Because many of these medications are intended to reduce stomach acid, which plays important roles for your baby, they are explicitly recommended only for babies with GERD. Lifestyle changes are recommended as a first-line option for managing uncomplicated spit-up/GER. Reflux medicines should only be used under a doctor’s direction.
How can I reduce frequent spit-up/GER?
Since the AAP recommends a change in feeding and position, you can try more frequent burping, feeding smaller amounts or keeping your baby upright for 30 minutes after each feeding. In addition, if you are formula-feeding, incorporate a thickened formula designed to reduce frequent spit-up. Enfamil A.R. is clinically proven to reduce spit up by over 50%,† while still providing complete nutrition for your baby’s first year.
How does a thickened formula like Enfamil A.R.™ work?
While Enfamil A.R. may not seem thicker in the bottle, it is designed to thicken further inside the stomach where it matters. The thicker consistency helps reduce spit-up and helps babies keep their formula down.
Why is a thickened formula recommended over adding rice cereal to regular formula?
Here’s why a thickened formula like Enfamil A.R. is recommended:
Can I use a thickened formula if I’m supplementing?
Thickened formulas are suitable for babies who are exclusively formula fed or for those who are being supplemented with formula, even if it’s occasional.
If Enfamil A.R. helps my baby, should she stay on it?
When babies are more comfortable, life is so much more enjoyable. That’s why many moms who switch to Enfamil A.R. continue using it throughout the first year.

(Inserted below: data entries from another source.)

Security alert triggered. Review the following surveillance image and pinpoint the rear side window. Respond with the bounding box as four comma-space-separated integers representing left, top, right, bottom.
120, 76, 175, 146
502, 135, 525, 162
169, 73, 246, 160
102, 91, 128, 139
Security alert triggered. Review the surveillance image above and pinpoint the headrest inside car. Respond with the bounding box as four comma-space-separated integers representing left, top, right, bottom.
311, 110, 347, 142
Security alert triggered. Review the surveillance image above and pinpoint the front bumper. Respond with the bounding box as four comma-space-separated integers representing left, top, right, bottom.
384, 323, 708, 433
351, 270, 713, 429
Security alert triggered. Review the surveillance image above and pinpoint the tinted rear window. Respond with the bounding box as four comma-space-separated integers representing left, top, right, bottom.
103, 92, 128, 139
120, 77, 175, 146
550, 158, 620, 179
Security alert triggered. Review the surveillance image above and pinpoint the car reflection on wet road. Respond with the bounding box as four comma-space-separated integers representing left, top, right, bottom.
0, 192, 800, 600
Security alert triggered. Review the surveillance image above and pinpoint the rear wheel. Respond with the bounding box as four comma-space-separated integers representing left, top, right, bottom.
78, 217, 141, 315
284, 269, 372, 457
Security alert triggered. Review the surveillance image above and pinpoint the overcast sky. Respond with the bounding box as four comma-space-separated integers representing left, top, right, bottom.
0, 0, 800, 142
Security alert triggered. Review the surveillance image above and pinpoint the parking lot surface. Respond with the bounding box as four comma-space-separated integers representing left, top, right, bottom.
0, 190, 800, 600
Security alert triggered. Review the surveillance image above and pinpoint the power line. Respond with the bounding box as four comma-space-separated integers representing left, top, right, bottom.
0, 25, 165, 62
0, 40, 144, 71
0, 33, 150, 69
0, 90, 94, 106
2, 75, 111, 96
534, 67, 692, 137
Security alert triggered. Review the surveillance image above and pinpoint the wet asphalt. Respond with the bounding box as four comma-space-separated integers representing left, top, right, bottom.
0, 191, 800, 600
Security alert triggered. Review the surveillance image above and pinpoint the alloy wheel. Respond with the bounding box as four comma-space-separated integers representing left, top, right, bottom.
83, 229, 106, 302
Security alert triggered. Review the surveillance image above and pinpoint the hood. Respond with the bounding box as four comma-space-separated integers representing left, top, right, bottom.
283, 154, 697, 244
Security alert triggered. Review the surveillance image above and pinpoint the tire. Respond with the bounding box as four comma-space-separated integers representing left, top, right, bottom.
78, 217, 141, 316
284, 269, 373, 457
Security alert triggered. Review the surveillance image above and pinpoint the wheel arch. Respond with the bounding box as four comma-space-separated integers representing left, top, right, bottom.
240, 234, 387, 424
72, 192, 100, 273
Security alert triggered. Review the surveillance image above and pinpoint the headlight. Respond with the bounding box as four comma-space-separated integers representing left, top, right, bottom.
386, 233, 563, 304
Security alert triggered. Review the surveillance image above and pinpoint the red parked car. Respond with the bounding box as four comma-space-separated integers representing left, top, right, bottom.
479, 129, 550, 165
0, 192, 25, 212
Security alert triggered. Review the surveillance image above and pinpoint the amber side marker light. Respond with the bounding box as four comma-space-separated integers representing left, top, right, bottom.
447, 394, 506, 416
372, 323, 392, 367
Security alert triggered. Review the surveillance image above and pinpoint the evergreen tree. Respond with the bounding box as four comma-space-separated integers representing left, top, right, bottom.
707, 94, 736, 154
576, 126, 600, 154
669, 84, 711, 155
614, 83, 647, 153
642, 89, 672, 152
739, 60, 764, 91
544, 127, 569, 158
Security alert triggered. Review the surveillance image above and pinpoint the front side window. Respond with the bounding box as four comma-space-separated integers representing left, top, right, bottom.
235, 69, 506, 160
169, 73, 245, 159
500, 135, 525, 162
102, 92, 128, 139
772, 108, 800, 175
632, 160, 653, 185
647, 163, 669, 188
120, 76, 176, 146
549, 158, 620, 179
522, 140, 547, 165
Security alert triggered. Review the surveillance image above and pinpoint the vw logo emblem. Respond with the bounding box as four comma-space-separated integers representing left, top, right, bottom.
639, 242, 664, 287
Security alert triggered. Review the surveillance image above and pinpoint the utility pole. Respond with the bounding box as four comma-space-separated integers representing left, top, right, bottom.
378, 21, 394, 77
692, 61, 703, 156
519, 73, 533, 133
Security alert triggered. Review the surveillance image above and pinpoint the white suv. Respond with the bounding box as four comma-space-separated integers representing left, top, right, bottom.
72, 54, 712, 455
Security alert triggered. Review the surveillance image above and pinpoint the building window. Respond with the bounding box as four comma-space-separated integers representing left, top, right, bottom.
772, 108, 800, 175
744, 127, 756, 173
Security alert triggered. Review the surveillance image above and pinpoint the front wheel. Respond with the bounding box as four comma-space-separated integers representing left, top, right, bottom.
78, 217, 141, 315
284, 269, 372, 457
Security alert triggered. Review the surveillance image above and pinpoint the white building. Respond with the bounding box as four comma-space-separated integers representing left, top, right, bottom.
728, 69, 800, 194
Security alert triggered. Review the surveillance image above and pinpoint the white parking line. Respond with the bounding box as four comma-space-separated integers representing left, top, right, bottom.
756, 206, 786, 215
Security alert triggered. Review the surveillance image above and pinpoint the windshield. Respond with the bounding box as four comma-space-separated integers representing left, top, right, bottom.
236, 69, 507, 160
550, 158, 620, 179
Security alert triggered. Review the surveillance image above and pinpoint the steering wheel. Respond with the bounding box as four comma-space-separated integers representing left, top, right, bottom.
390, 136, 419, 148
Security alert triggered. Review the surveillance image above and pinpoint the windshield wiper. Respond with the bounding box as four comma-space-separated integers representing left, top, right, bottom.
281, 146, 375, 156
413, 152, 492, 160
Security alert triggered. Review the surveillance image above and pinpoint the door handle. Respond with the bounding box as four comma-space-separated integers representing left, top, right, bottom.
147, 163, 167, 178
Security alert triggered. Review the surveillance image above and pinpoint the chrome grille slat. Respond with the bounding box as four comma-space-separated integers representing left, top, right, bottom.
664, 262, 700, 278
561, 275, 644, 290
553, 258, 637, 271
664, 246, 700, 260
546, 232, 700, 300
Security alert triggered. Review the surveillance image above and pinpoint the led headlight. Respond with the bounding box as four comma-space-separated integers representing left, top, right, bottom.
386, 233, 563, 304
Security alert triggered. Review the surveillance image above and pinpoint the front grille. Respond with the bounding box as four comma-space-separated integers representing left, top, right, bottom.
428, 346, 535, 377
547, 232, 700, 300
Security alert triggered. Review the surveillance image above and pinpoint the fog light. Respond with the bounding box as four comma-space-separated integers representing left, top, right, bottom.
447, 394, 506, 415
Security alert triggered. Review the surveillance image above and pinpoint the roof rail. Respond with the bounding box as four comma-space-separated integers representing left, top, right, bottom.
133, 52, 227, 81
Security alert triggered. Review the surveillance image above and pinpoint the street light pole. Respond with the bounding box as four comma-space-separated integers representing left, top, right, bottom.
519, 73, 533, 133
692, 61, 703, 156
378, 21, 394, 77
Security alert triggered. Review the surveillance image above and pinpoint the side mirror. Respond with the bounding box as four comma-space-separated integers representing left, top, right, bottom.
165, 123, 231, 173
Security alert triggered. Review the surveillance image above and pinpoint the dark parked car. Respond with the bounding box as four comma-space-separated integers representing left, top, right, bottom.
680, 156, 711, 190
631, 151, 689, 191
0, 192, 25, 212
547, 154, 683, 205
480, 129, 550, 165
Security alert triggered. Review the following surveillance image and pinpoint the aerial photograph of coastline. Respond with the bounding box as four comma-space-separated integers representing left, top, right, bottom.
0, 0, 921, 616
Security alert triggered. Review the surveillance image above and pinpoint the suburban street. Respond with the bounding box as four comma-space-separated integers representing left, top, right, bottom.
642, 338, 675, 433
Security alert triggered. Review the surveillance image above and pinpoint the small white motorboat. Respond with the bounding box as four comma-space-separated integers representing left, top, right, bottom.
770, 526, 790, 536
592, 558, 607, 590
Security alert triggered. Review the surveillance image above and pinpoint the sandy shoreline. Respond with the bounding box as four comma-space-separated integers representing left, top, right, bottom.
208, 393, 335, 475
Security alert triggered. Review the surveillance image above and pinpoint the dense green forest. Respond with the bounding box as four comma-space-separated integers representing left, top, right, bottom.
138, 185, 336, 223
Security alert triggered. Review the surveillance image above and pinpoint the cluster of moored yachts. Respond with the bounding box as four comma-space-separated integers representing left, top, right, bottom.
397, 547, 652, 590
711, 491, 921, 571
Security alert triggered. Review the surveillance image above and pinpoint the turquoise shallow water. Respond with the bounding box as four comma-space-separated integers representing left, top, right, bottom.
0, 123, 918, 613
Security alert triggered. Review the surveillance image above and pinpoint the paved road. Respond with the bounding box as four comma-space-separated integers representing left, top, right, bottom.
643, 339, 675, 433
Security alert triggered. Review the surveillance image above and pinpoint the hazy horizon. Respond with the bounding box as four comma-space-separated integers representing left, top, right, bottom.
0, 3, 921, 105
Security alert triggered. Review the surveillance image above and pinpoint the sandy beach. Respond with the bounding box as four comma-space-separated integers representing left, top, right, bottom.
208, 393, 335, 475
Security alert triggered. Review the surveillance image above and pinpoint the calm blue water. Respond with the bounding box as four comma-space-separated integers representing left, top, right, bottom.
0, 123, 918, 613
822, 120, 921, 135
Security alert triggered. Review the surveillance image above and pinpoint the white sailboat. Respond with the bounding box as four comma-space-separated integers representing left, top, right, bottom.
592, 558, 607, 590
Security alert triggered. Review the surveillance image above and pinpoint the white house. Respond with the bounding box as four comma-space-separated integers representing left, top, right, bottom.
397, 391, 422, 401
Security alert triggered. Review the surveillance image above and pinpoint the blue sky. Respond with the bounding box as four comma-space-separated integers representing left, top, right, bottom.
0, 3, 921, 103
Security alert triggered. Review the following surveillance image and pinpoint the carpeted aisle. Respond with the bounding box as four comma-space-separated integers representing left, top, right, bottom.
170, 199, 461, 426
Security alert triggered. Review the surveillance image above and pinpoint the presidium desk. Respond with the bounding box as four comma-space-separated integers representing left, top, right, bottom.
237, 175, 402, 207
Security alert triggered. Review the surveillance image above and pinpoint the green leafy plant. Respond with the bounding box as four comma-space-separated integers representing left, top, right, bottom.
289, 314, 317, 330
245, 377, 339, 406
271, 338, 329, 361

It’s good to know that Enfamil A.R. has complete nutrition like a routine Enfamil® formula, as well as brain-nourishing DHA.
Will my baby outgrow frequent spit-up/GER?
This condition usually reaches its peak at around 3 months of age but can last until 12–14 months. By then, the muscle that connects the stomach and esophagus has grown stronger and is better able to do its job. Since it’s hard to know how long frequent spit-up/GER will last, try and find a way to help your baby feel more comfortable. That way, you can soon enjoy calmer, happier times together.
† Compared to the same infants at the beginning of the study.